Liputan6.com, Jakarta - Kuasa Hukum Terdakwa Irfan Widyanto, Henry Yosodiningrat berharap Majelis Hakim Pengadilan Negeri Jakarta Selatan (PN Jaksel) dapat bijaksana melihat bahwa kliennya hanyalah korban kebohongan yang dilakukan oleh mantan atasannya yakni Ferdy Sambo, dalam kasus kematian Nofriansyah Yosua Hutabarat alias Brigadir J.
"Dari awal sidang saksi semua meringankan, membantu dan menjelaskan yang sebenarnya bahwa fakta seperti ini (korban kebohongan), mudah-mudahan Majelis Hakim juga melihat ternyata klien kami ini juga bisa sebetulnya adalah korban," tutur Henry usai menghadiri sidang dengan agenda pemeriksaan saksi Ketua RT Duren Tiga Seno Sukarto dan asisten rumah tangga (ART) Ferdy Sambo, Diryanto alias Kodir di PN Jaksel, Kamis (24/11/2022).
Henry menegaskan, keterangan para saksi yang pernah dihadirkan berikut bukti-bukti sudah sangat jelas menunjukkan terdakwa Irfan Widyanto tidak melakukan tindak pidana.
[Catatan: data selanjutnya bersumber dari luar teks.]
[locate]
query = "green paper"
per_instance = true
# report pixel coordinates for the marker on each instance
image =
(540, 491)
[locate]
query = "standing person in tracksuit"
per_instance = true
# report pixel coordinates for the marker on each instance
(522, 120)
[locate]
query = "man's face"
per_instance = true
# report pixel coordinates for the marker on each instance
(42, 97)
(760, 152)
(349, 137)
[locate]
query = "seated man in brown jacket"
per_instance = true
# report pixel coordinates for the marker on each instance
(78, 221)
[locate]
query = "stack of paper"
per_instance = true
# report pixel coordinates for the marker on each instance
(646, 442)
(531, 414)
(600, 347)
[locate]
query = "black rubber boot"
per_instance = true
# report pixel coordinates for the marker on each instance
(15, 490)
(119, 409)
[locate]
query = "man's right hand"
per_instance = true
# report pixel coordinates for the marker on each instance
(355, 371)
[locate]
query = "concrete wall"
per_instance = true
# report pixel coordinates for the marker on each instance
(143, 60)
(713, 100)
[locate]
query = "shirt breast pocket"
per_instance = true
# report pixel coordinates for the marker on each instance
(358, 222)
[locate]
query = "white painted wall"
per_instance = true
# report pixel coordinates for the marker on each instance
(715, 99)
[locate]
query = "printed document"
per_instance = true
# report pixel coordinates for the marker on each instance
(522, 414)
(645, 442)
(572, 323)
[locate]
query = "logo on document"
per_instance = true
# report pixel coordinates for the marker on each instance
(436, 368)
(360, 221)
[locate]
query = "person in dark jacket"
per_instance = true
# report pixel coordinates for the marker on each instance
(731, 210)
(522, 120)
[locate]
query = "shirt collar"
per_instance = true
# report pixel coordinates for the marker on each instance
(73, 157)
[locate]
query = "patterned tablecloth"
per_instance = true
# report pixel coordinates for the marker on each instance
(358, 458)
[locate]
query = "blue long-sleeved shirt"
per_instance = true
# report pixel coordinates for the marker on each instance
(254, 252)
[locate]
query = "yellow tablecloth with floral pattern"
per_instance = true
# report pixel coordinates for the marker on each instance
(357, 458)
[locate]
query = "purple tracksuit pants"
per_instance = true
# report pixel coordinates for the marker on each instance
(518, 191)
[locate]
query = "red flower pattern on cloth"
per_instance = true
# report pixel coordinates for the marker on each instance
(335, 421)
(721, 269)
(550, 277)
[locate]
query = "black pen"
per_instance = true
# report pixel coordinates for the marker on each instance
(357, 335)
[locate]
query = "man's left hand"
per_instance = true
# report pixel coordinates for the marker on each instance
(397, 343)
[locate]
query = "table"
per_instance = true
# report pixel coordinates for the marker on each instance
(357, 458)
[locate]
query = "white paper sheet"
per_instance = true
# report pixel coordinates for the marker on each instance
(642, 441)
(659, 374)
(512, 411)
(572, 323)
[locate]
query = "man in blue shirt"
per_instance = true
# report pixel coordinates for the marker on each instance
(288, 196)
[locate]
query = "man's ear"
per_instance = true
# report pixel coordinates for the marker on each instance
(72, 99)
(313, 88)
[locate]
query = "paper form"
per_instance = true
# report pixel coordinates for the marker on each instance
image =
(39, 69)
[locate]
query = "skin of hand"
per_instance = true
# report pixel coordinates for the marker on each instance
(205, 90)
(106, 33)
Keterangan Seno Sukarto dan Diryanto alias Kodir misalnya, kedua saksi tersebut mengaku tidak kenal dan tidak pernah bertemu dengan terdakwa Irfan Widyanto.
Advertisement
Baca Juga
Sementara, kesaksian Kodir pun menyebutkan bahwa CCTV yang dipasang di pos satpam dibeli menggunakan uang Ferdy Sambo, sehingga unsur Pasal UU ITE pun tidak terpenuhi. Henry mengingatkan bahwa kliennya hanya menjalankan perintah atasan saat mengganti DVR CCTV, yang menjadi bukti kasus kematian Brigadir J.
Terdakwa Irfan Widyanto juga tidak mengetahui bahwa DVR yang diganti tersebut merupakan bukti kasus kematian Brigadir J. Hal itu sebagaimana kesaksian AKBP Ari Cahya Nugraha alias Acay, yang merupakan atasan terdakwa.
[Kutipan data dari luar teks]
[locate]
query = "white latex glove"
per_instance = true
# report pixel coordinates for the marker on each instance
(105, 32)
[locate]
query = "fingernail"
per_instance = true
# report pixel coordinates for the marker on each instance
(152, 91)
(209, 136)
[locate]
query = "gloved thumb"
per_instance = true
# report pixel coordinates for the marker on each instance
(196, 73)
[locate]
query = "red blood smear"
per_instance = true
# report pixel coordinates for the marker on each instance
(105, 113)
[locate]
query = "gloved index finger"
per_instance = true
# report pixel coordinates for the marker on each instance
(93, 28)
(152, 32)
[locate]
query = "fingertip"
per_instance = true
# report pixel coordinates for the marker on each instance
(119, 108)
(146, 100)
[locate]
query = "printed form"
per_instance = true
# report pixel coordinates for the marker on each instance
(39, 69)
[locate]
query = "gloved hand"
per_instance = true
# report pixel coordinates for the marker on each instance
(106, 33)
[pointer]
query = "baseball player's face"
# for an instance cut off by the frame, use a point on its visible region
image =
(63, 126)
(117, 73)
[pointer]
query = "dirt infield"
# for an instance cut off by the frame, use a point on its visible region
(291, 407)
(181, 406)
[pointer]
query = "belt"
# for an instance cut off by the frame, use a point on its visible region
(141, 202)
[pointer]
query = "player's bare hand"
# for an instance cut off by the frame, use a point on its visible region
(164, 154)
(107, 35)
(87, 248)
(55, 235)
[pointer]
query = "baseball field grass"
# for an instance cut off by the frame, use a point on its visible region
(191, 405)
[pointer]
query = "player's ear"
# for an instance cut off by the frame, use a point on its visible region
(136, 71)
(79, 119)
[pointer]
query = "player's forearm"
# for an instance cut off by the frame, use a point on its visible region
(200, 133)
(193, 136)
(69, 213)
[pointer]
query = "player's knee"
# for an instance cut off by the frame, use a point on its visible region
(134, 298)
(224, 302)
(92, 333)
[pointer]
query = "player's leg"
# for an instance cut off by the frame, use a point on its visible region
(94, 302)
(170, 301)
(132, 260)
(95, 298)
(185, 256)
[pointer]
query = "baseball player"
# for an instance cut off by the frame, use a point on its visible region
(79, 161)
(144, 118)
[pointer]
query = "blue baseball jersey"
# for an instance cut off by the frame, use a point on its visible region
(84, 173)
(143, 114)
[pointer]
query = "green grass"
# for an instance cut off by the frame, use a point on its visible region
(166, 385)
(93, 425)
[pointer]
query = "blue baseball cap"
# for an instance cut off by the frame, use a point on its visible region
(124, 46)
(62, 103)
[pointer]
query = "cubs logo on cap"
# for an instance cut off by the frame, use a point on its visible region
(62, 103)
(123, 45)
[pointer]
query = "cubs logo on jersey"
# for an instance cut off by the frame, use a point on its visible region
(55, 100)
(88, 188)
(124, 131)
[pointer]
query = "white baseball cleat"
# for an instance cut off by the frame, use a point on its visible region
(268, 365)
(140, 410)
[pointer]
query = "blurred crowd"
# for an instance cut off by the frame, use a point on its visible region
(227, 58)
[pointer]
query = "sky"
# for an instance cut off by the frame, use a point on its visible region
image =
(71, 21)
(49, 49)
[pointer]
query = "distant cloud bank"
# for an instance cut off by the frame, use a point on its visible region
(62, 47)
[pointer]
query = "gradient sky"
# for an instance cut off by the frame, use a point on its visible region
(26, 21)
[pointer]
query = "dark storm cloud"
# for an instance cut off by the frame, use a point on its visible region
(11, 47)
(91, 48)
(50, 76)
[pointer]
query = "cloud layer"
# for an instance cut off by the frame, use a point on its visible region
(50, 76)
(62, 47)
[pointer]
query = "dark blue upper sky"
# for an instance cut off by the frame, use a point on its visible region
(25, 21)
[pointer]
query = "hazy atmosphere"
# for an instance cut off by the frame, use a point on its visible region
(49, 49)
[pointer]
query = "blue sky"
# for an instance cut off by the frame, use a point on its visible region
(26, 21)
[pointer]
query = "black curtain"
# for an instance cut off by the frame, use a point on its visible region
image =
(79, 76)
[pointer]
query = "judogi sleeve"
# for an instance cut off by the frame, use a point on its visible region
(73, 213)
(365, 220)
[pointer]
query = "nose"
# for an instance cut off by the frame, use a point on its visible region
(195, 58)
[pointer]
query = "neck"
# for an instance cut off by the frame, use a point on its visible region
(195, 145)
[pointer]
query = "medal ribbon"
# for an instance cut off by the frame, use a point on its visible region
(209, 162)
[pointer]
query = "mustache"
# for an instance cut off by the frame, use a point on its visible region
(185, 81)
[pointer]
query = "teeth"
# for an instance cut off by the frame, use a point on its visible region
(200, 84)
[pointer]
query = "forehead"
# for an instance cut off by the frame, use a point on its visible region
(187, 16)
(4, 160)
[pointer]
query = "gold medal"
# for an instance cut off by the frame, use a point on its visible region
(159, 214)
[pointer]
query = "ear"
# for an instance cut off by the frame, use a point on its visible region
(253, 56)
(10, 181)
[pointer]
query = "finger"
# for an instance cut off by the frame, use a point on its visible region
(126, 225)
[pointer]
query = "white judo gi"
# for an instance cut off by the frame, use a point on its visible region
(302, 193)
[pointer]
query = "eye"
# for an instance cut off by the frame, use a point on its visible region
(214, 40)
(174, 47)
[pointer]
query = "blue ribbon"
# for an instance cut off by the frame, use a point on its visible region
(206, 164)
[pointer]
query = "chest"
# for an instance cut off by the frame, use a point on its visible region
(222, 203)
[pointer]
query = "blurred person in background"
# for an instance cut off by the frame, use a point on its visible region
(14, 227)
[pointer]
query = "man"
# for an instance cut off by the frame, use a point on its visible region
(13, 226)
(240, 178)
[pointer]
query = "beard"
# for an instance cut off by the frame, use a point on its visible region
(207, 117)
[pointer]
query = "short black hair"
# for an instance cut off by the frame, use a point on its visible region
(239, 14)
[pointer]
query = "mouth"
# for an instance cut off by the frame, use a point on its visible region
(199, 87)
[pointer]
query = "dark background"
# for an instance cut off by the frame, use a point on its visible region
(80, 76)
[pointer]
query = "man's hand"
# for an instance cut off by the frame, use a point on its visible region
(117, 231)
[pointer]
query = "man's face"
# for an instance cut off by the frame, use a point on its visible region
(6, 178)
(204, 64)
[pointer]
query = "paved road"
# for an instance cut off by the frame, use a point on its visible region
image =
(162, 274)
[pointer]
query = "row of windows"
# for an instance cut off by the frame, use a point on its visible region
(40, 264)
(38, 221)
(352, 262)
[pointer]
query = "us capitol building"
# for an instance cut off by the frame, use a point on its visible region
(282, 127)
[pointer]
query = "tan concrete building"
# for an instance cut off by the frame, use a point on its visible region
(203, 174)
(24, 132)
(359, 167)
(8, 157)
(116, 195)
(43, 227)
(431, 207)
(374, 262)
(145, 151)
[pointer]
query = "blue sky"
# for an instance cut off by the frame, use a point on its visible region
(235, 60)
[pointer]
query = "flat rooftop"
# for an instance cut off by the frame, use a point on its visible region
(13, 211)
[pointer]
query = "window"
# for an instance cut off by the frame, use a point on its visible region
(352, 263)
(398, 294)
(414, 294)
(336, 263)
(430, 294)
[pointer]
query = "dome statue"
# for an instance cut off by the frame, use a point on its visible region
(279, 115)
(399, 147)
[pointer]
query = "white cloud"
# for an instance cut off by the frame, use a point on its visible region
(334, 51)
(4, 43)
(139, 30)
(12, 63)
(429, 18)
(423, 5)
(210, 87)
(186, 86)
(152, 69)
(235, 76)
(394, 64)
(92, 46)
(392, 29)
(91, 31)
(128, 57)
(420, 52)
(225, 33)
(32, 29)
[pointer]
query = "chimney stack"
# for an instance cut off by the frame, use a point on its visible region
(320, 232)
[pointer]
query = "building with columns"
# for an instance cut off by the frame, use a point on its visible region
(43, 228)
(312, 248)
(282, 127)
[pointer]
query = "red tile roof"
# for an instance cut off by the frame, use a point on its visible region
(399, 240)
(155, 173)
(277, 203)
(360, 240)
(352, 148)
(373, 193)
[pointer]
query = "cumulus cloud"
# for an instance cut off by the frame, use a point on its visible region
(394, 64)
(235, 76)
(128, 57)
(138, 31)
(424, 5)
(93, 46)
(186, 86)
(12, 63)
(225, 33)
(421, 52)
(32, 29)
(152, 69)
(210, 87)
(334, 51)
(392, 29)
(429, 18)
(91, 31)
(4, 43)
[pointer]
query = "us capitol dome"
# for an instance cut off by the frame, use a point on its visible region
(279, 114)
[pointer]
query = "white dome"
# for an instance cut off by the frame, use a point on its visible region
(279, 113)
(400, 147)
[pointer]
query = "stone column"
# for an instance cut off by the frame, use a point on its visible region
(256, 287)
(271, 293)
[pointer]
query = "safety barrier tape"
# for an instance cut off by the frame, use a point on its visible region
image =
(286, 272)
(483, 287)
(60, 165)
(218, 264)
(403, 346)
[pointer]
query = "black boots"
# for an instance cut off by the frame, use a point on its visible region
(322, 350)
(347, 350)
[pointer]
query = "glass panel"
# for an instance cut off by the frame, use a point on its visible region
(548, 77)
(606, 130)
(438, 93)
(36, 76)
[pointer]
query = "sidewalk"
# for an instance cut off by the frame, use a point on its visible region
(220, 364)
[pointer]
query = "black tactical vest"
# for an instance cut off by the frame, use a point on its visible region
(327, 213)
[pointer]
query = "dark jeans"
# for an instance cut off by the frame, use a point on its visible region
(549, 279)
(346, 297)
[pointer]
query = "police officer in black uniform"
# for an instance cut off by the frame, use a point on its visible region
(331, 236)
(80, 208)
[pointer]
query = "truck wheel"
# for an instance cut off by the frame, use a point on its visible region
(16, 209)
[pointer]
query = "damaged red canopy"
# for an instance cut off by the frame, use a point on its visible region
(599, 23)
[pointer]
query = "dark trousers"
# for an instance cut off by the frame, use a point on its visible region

"Maka yang dipahami oleh orang reserse (Irfan) adalah ambil dan serahkan pada penyidik. Apapun perintahnya dimaknai seperti itu dan dilaksanakan oleh terdakwa Irfan, itu tidak salah dan sangat benar," ujar Henry.
Ada Tekanan Psikis
Lebih lanjut, ada tekanan psikis hirarki dari perintah seorang Ferdy Sambo yang saat itu menjabat sebagai Kadiv Propam Polri. Henry menyebut, jika kesenjangan tersebut hanya sebatas pangkat, maka mungkin kliennya mampu memberikan penolakan secara tegas.
Namun berbeda dengan hirarki secara jabatan. Ferdy Sambo yang menjabat Kadiv Propam tentu sangat ditakuti oleh anggota Polri, terlebih Irfan yang hanya berpangkat AKP.
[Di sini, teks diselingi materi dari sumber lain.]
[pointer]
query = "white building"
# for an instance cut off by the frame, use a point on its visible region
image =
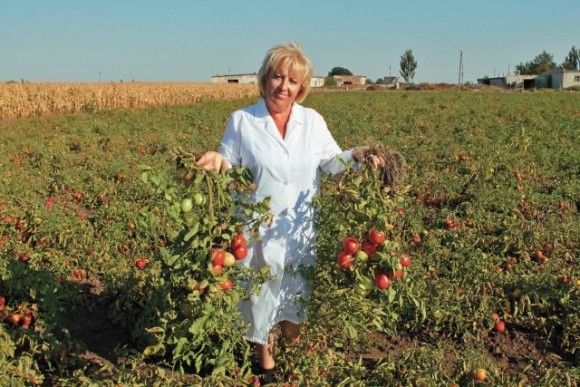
(252, 79)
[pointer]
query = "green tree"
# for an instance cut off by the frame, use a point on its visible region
(572, 61)
(339, 71)
(543, 62)
(329, 81)
(408, 66)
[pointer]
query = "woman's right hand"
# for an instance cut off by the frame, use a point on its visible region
(213, 161)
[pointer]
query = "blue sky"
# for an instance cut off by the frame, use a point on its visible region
(191, 40)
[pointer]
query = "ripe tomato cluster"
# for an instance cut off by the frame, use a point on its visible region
(224, 258)
(23, 317)
(385, 263)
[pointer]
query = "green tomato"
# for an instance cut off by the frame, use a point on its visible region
(186, 205)
(198, 199)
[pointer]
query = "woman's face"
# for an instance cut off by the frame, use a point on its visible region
(281, 89)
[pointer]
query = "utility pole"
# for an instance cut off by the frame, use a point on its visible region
(460, 76)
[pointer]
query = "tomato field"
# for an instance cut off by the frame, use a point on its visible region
(118, 257)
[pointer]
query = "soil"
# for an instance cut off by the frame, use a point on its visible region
(512, 351)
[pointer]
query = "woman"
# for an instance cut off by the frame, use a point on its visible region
(285, 146)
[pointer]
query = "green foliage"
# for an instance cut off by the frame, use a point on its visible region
(408, 65)
(503, 167)
(572, 61)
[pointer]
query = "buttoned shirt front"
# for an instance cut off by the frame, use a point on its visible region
(287, 170)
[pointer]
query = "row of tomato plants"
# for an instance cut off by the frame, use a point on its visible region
(475, 258)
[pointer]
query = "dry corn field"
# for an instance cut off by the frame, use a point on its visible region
(36, 99)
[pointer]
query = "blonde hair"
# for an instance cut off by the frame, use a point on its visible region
(290, 54)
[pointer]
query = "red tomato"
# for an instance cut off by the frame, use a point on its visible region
(344, 260)
(394, 275)
(350, 245)
(241, 252)
(141, 263)
(369, 247)
(227, 284)
(382, 281)
(405, 260)
(218, 257)
(499, 326)
(217, 270)
(376, 236)
(480, 374)
(238, 240)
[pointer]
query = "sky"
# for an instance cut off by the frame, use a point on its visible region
(191, 40)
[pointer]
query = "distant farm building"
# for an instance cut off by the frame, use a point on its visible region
(249, 79)
(252, 79)
(555, 79)
(347, 80)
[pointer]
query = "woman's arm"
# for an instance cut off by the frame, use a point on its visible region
(213, 161)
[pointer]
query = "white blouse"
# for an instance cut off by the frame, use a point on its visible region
(288, 171)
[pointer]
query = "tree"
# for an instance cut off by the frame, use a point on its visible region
(339, 71)
(542, 63)
(329, 81)
(572, 61)
(408, 66)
"Bahwa perintah yang katanya dari Agus kepada Irfan untuk mengamankan, kan kita sudah uji. Pengertian mengamankan itu, mengambil, menyerahkan kepada penyidik. Jadi bukan mengamankan terus dia berdiri, pegang senjata itu bukan. Jadi betul tidak ada kaitannya dengan dakwaan," Henry menandaskan.
Irfan Widyanto sendiri merupakan terdakwa anggota Polri dengan jabatan terendah dalam kasus obstruction of justice perkara kematian Brigadir J. Dia berpangkat Ajun Komisaris Polisi (AKP) dan diduga menjadi kepanjangan tangan Ferdy Sambo untuk mengambil dan merusak CCTV di sekitar Kompleks Polri, Duren Tiga, Jakarta Selatan.
Para terdakwa kasus obstruction of justice perkara kematian Brigadir J dijerat Pasal 49 jo Pasal 33 UU Nomor 19 Tahun 2016 tentang Perubahan Atas UU Nomor 11 Tahun 2008 tentang Informasi dan Transaksi Elektronik jo Pasal 55 Ayat (1) ke-1 KUHP. Mereka juga dikenakan Pasal 48 jo Pasal 32 Ayat (1) UU No.19 Tahun 2016 tentang Perubahan Atas UU Nomor 11 Tahun 2008 tentang Informasi dan Transaksi Elektronik jo Pasal 55 ayat (1) ke-1 KUHP.